Secondly, the problem of communication security, "suction software" is a typical example. These software, in order to secretly send text messages in the background without the user's consent, and the mobile operator reply to the confirmation of the deletion of the message secretly, each month to deduct the user 3 to 5 dollars of money to profit. Believe that more than 85% users will not find the issue of the charges, a few small amount of money is not so easy to detect, but in the long run, the loss is not to be belittled.

      

        How to help developers to Android app program encryption, effectively avoid the above hidden dangers? First of all, the need for developers to increase the importance of encryption of Android applications, and secondly, the need for developers to strengthen the technical means to their own app security protection, such as encryption through the third-party service platform love encryption protection. At the same time, the Android application market is also needed to increase the monitoring and crackdown on piracy and create a good industrial environment.

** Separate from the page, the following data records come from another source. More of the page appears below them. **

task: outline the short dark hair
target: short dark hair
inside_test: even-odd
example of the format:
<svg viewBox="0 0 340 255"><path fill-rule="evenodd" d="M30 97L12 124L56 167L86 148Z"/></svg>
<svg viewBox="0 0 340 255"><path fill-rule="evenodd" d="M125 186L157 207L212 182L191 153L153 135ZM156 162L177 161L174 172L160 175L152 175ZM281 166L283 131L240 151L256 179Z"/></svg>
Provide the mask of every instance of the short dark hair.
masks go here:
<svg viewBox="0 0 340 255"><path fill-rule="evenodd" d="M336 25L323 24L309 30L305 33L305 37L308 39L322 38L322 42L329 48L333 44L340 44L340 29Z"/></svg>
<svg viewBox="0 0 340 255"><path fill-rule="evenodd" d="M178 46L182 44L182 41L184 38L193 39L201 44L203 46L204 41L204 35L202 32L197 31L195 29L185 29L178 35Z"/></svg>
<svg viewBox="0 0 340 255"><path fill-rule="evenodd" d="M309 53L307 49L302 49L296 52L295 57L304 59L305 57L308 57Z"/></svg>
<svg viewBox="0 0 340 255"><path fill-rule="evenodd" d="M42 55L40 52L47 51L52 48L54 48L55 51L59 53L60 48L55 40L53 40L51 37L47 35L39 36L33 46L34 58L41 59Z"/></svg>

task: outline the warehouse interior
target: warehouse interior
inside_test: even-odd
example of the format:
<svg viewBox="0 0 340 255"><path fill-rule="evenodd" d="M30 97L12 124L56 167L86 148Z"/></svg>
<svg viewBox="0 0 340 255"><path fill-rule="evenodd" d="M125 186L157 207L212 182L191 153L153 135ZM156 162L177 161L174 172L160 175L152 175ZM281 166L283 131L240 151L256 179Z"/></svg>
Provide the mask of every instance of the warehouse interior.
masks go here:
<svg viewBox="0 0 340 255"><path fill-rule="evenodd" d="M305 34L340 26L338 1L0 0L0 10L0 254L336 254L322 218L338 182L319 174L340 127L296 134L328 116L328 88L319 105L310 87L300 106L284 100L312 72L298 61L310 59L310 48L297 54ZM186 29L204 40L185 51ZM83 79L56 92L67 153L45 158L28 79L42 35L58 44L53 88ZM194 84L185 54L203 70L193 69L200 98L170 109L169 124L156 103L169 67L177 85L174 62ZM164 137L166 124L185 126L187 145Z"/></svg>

Love EncryptionBeijing Zhi-Travel Network Security Technology Co., Ltd. is a heavy launch of an APP to provide security services platform. Love encryption current proposed three layer encryption protection:dex Shell Protection,dex instruction dynamic load protection, advanced obfuscation protection, can guarantee the APP The dynamic security and static security, hackers will not have the opportunity to do any hack. Love encryption more than a year ago launched so Library protection,theC + + layer of code has been professionally protected, so that the APK package invulnerable.

Contact Us

The content source of this page is from Internet, which doesn't represent Alibaba Cloud's opinion; products and services mentioned on that page don't have any relationship with Alibaba Cloud. If the content of the page makes you feel confusing, please write us an email, we will handle the problem within 5 days after receiving your email.

If you find any instances of plagiarism from the community, please send an email to: info-contact@alibabacloud.com and provide relevant evidence. A staff member will contact you within 5 working days.

A Free Trial That Lets You Build Big!

Start building with 50+ products and up to 12 months usage for Elastic Compute Service

  • Sales Support

    1 on 1 presale consultation

  • After-Sales Support

    24/7 Technical Support 6 Free Tickets per Quarter Faster Response

  • Alibaba Cloud offers highly flexible support services tailored to meet your exact needs.